1. Introduction
Articular cartilage (AC) has no blood vessels, nerves, or lymphatic systems. The main component of AC is the extracellular matrix (ECM), with a sparse population of chondrocytes distributed throughout the tissue [
1]. Because of the absence of blood vessels, undifferentiated stem cells are absent in the AC, and chondrocytes are confined to dense pits of collagen and proteoglycans [
2]. Despite advances in technology and biotechnology, local cartilage defects of the knee are common and continue to present clinical challenges. These patients are often young, physically active individuals who may also be affected by ligament, meniscus or soft tissue damage, further complicating treatment [
3]. Currently, although patients with early AC injury can be treated conservatively and surgically, conservative treatment can only reduce the swelling and local pain around the joint. This approach is unable to cure the AC damage. In terms of surgical methods, the mechanical outcome is poor and the lack of abrasion resistance eventually leads to regression [
4]. Moreover, the repair of cartilage defects through the transplantation of periosteum, bone perichondrium, and osteochondral material to try to produce hyaline cartilage has been attempted [
5,
6]. However, results of long-term clinical results for patients are uncertain. Thus, research on the repair of cartilage defects is urgently needed.

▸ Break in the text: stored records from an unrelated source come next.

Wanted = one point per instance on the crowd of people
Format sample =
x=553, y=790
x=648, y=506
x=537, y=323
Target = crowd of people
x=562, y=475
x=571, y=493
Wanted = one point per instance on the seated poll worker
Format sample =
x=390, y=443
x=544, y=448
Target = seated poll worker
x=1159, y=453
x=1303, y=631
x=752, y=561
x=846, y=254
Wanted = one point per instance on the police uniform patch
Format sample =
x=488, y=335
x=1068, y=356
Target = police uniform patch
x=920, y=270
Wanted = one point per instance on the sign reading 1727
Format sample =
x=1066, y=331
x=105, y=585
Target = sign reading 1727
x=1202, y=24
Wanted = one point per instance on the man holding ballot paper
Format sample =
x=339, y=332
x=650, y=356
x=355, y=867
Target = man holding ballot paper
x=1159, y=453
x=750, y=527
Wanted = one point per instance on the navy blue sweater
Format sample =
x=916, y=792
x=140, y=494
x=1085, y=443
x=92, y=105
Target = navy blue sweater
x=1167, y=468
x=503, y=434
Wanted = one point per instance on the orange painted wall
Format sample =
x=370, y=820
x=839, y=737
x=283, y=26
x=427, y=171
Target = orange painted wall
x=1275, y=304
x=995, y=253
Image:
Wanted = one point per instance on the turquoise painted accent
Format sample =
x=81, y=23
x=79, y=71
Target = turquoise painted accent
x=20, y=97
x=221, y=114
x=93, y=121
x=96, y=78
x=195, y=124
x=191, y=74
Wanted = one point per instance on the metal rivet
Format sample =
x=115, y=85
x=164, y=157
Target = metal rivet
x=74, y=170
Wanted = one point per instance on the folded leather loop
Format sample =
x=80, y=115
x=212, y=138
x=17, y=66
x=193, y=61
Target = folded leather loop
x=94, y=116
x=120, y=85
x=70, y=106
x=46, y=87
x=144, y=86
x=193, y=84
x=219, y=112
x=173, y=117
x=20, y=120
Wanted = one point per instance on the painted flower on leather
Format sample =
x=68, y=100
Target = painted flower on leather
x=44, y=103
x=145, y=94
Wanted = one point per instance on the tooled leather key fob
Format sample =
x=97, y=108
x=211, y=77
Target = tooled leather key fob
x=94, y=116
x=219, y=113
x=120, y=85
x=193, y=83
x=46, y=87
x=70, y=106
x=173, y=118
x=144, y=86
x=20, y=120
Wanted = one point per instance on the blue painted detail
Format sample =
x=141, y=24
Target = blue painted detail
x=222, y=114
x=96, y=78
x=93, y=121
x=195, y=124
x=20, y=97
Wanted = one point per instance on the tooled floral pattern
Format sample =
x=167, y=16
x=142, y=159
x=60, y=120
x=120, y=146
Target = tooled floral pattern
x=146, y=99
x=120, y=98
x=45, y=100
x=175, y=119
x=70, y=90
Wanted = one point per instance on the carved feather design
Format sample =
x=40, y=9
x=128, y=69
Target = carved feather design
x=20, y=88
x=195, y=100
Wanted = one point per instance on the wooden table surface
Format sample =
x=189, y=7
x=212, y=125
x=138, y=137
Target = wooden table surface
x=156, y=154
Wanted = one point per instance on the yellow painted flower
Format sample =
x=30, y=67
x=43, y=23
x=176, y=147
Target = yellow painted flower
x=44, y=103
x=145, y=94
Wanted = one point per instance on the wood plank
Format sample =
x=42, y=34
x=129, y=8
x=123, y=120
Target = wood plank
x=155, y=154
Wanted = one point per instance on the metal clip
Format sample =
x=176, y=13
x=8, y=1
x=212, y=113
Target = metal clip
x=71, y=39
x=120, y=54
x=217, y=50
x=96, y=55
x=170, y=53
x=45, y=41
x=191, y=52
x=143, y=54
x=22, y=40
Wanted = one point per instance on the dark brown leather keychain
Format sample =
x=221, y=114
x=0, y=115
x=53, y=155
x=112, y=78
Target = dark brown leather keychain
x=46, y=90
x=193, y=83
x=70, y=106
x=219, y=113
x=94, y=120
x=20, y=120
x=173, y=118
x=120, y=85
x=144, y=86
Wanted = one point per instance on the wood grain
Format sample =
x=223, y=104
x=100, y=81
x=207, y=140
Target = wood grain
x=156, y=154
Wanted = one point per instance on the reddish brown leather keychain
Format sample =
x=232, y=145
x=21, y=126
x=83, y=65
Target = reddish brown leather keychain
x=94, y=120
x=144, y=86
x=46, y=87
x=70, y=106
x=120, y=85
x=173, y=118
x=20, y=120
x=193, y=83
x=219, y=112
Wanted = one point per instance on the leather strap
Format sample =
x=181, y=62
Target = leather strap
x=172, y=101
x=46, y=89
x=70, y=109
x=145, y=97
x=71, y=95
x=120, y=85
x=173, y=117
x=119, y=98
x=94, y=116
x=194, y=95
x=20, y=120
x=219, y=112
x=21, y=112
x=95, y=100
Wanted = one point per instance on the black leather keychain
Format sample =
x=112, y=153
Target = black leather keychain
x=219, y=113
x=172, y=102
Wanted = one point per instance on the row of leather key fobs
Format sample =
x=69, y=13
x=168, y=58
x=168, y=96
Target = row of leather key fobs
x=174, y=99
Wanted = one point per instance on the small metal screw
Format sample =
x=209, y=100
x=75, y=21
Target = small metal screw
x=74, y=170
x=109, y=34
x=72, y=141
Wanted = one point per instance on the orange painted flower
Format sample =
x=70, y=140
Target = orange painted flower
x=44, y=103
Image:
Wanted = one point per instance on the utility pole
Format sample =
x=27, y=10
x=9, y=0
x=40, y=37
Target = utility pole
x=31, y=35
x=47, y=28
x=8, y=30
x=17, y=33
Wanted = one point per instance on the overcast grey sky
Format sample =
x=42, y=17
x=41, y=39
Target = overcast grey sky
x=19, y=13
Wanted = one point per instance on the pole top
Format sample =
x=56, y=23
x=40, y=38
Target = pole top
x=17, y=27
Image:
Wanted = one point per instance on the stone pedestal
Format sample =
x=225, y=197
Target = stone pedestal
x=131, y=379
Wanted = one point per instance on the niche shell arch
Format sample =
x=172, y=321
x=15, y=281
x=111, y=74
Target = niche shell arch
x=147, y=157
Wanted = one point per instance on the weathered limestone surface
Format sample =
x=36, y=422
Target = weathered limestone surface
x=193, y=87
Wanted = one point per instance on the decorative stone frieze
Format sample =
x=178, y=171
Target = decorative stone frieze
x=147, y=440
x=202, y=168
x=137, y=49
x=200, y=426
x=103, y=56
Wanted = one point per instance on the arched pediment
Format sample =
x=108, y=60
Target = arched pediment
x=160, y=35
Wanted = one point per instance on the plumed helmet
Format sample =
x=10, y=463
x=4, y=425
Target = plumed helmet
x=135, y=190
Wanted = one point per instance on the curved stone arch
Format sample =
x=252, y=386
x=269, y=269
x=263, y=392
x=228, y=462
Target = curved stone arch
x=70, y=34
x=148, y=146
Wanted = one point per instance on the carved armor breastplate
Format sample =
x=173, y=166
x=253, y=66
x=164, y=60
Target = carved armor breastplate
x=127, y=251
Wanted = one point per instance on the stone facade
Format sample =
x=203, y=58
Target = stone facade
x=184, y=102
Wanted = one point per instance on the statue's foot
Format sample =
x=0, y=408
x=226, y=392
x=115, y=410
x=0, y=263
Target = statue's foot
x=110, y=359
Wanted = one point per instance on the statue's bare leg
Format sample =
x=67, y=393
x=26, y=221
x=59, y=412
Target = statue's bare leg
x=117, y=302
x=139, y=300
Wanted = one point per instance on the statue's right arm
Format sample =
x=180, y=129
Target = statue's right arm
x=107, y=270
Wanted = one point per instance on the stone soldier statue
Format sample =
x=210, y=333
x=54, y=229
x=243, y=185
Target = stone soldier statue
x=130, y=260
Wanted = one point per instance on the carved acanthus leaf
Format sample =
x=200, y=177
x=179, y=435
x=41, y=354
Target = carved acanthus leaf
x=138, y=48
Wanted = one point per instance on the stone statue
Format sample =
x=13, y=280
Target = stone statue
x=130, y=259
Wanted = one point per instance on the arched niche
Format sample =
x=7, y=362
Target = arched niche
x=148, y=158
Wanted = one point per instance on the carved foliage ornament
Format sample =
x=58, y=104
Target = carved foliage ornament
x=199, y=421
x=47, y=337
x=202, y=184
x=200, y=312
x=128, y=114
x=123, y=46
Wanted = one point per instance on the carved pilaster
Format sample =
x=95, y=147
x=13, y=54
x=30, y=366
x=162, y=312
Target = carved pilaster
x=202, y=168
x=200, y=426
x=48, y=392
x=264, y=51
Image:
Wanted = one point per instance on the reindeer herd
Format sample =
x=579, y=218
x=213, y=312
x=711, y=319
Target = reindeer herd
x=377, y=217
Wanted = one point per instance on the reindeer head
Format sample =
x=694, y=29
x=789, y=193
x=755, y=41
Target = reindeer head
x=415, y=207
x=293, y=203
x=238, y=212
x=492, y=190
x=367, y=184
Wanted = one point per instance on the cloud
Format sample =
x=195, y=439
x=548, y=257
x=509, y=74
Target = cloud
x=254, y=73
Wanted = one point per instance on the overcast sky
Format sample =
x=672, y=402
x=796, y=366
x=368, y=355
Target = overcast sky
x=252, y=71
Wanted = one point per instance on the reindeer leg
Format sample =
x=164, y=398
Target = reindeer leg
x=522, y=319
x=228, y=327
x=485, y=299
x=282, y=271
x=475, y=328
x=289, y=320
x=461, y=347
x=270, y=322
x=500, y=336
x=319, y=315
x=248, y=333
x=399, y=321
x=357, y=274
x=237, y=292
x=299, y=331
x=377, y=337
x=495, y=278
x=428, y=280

Tissue engineering technology [
7,
8], in which the principles and methods of engineering and life sciences are applied to prepare bioactive cell-scaffold complexes in vitro, has been explored to repair damaged tissues [
9]. Remarkable achievements have been made in cartilage tissue engineering. For example, Rotter et al. [
10] planted human cartilage tissue onto a mixture of polylactic acid and poly(glycolic acid) and transplanted it into mice to successfully form hyaline cartilage matrices with stable mechanical properties. Jacob et al. [
11] revealed that a smart piezoelectric nanohybrid of poly(3-hydroxybutyrate-co-3-hydroxyvalerate) and barium titanate could stimulate cartilage regeneration; moreover, the piezoelectric scaffolds can act as sensitive mechanoelectrical transduction systems, and this is applicable to regions where mechanical loads are predominant [
12]. Actually, to date, a variety of materials have been used for different structures, including PLGA [
13], agarose [
14], chitosan [
15], alginate [
16], and collagen [
17]. However, their mechanical properties are generally inferior to those of native cartilage. Thus, biomaterial scaffold-seeding chondrocytes that can provide biosynthetic activity both in vitro and in vivo are required.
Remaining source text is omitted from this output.